Las buenas sensaciones de Erik Morán

Erik Morán responde a los aplausos de los aficionados al ser sustituido./Salvador Salas
Erik Morán responde a los aplausos de los aficionados al ser sustituido. / Salvador Salas

El centrocampista se marchó satisfecho por su debut y demostró que puede ser una pieza valiosa en la segunda vuelta

Sergio Cortés
SERGIO CORTÉS

Con apenas dos entrenamientos junto a sus nuevos compañeros (más la sesión reducida del mismo viernes), Erik Morán fue reclutado por Juan Ramón Muñiz para el once titular frente al Almería.

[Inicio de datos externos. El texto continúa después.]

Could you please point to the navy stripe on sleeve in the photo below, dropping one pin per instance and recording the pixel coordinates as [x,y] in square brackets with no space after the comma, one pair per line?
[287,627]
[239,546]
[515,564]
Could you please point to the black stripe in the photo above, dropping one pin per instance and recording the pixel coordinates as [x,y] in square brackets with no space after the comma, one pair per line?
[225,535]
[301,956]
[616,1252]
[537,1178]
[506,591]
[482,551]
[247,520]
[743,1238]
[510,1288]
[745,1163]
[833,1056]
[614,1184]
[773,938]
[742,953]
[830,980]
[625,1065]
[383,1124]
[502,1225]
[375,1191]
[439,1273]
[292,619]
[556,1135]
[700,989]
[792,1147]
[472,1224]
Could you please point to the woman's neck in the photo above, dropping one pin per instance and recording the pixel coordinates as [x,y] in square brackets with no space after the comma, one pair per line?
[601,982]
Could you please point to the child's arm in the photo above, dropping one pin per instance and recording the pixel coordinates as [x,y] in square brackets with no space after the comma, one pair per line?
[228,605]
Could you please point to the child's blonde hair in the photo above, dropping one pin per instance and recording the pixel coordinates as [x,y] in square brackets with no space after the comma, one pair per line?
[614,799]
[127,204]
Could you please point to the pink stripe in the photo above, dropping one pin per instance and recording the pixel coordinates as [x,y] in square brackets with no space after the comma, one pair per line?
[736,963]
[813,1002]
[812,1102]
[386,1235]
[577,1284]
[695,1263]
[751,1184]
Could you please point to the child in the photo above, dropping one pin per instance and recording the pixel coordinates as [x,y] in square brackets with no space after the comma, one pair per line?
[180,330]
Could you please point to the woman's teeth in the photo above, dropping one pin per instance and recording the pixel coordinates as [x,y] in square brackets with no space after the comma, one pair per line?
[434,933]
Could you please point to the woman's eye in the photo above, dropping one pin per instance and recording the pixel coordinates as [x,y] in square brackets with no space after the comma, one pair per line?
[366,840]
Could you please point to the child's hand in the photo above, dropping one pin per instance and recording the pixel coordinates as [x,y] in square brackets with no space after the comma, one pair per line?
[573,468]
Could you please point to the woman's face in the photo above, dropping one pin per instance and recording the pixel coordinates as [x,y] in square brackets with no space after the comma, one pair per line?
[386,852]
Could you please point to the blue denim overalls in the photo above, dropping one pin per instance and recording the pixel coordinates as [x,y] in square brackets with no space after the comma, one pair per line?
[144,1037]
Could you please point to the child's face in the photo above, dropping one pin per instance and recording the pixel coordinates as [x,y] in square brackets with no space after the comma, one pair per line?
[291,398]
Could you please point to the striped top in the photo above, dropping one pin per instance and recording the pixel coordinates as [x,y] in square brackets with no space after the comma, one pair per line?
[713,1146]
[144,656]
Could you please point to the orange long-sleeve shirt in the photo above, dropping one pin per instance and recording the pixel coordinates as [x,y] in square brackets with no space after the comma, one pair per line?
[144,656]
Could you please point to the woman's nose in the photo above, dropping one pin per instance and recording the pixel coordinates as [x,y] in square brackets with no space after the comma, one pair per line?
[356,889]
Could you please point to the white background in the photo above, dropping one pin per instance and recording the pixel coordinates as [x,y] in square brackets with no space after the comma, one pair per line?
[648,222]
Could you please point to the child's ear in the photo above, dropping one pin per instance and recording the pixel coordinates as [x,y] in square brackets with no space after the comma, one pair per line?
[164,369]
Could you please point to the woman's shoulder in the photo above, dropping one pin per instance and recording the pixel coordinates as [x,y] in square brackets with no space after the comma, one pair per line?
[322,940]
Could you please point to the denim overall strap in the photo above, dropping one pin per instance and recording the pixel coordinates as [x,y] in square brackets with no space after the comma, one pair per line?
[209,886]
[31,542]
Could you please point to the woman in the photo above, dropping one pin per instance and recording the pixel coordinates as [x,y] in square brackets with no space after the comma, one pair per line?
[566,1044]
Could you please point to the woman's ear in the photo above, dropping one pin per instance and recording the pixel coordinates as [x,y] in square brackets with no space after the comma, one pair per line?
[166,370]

El técnico malaguista ya apuntó en la víspera que el centrocampista vasco había llegado en perfectas condiciones para competir y no tardó en darle galones en el equipo. El espigado futbolista ofreció buenas sensaciones.

Si sorprendió la titularidad de Erik Morán con tan pocos días de trabajo, más incluso su ubicación en el terreno de juego. Hace tiempo que él dejó de jugar por delante de la defensa (como '6'), porque su evolución de esa función más posicional en sus comienzos a otra más creativa ha sido muy evidente. De hecho, el propio centrocampista reconoció en su presentación que se sentía más a gusto cuando podía entrar en contacto con la pelota.

Muñiz prefirió situarlo a él por detrás, con Keidi y N'Diaye más adelantados, y su intención fue muy clara: que pudiera contribuir a una salida más 'limpia' de la pelota. Y aunque Erik Morán perdió algunos balones en la primera parte, no fue tanto por errores en la entrega como por exceso de confianza. Pero no cabe duda de que la pelota circuló con más fluidez, aspecto al que también contribuyó que en la banda izquierda no estuviera un extremo, sino un futbolista habituado a combinar y a moverse en zonas interiores, Adrián.

Inicialmente el plan del Málaga incluía la incorporación de un centrocampista de contención en el mercado invernal para contar con el relevo adecuado de N'Diaye una vez que este se marche a mediados de junio a disputar la Copa África con la selección senegalesa. Pero Muñiz también hizo hincapié en que el equipo necesitaba contar con un organizador, un futbolista con buen manejo del balón. La confirmación de Keidi llevó a apostar decididamente por Erik Morán, que a nivel profesional ha rendido mejor como acompañante del medio defensivo.

La intensidad de la segunda parte hizo que Erik Morán, que había dispuesto de pocas oportunidades en el AEK Atenas, se diluyera y ya la costara mantener el tono. Por eso, Muñiz prescindió de él en el minuto 74, aunque el cambio de sistema (con la presencia de un centrocampista menos y un punta más) no tuvo, ni mucho menos, el efecto deseado por el técnico.